Tetap Bertahan dalam KDRT…

Diperbarui: 24 Juni 2015   07:10

Kompasiana adalah platform blog. Konten ini menjadi tanggung jawab bloger dan tidak mewakili pandangan redaksi Kompas.

Sosbud. Sumber ilustrasi: KOMPAS.com/Pesona Indonesia

Beberapa waktu yang lalu ada seorang kerabat yang menjadi korban KDRT suaminya. Wanita tersebut dalam keadaan hamil dan ditendang oleh suaminya hingga wajah dan matanya bengkak. Terang saja saudara-saudaranya menjadi berang dan ingin menyeret suami ke meja hijau. Kejadian seperti ini sudah terjadi untuk kali kedua, belum termasuk bentakan, cemooh dan kata-kata tidak menyenangkan dari suami terhadap istrinya. Setelah beberapa hari, ternyata mereka akur lagi dan istri mau memaafkan suaminya. Saya menjadi bingung dan tidak habis pikir, semudah inikah penyelesaian masalahnya?

Melalui diskusi yang panjang, ternyata istri memiliki alasan untuk tetap bertahan. Alasan utama adalah anak. Mereka sudah memiliki seorang anak dan akan melahirkan anak kedua. Istri tetap mau bertahan demi anaknya,dan berharap suami akan berubah. Jika bercerai, anak akan kehilangan salah satu figure orang tua dan tidak baik untuk perkembangan mereka. Istri juga tidak mau mengambil resiko kehilangan anak jika suami ngotot terhadap hak asuh. Setelah bercerai dan jika menikah lagi, belum tentu pernikahan selanjutnya akan lebih baik.
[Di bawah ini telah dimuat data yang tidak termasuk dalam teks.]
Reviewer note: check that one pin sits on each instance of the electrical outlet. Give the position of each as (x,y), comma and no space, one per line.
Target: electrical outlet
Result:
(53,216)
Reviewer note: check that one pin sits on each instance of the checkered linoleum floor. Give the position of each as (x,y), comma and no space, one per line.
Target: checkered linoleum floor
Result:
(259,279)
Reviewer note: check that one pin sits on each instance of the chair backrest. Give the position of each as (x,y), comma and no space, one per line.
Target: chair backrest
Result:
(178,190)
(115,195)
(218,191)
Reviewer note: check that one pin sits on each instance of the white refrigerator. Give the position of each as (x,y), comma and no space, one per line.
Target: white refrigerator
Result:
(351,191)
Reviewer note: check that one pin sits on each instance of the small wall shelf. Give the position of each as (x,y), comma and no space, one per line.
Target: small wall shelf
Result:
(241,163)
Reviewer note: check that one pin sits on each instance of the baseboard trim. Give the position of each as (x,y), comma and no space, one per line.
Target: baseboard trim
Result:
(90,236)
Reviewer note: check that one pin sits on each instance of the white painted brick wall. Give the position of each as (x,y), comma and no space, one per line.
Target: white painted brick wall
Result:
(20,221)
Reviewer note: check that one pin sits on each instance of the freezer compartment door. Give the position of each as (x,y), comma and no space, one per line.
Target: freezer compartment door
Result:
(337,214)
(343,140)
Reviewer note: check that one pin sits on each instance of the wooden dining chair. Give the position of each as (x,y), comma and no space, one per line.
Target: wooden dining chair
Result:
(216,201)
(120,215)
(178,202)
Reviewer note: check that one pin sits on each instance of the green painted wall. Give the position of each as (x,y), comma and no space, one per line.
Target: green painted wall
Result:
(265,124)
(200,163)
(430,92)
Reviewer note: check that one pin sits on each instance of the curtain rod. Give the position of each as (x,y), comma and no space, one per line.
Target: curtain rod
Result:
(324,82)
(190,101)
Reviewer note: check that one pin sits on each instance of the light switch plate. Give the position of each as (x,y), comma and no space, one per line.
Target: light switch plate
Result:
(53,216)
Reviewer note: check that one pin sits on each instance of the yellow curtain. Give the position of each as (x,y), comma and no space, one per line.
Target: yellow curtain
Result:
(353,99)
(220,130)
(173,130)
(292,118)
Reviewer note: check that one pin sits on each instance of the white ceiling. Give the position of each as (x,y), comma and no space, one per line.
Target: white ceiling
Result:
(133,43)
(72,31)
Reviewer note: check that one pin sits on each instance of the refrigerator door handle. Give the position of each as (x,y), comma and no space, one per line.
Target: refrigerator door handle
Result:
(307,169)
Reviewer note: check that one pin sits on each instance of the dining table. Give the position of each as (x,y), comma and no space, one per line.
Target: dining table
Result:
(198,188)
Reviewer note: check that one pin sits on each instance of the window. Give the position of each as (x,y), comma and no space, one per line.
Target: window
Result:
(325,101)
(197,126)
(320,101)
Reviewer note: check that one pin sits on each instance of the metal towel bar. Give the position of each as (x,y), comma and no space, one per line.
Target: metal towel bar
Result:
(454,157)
Alasan kedua adalah indoktrinasi orang tua, bahwa bercerai hanya akan mencoreng nama baik keluarga. Toh pada zaman orang tua, istri dianiaya suami adalah hal yang biasa. Sebagai seorang istri harus bisa tabah dan bertahan. Kelak akan menikmati hasilnya setelah anak-anak tumbuh dewasa.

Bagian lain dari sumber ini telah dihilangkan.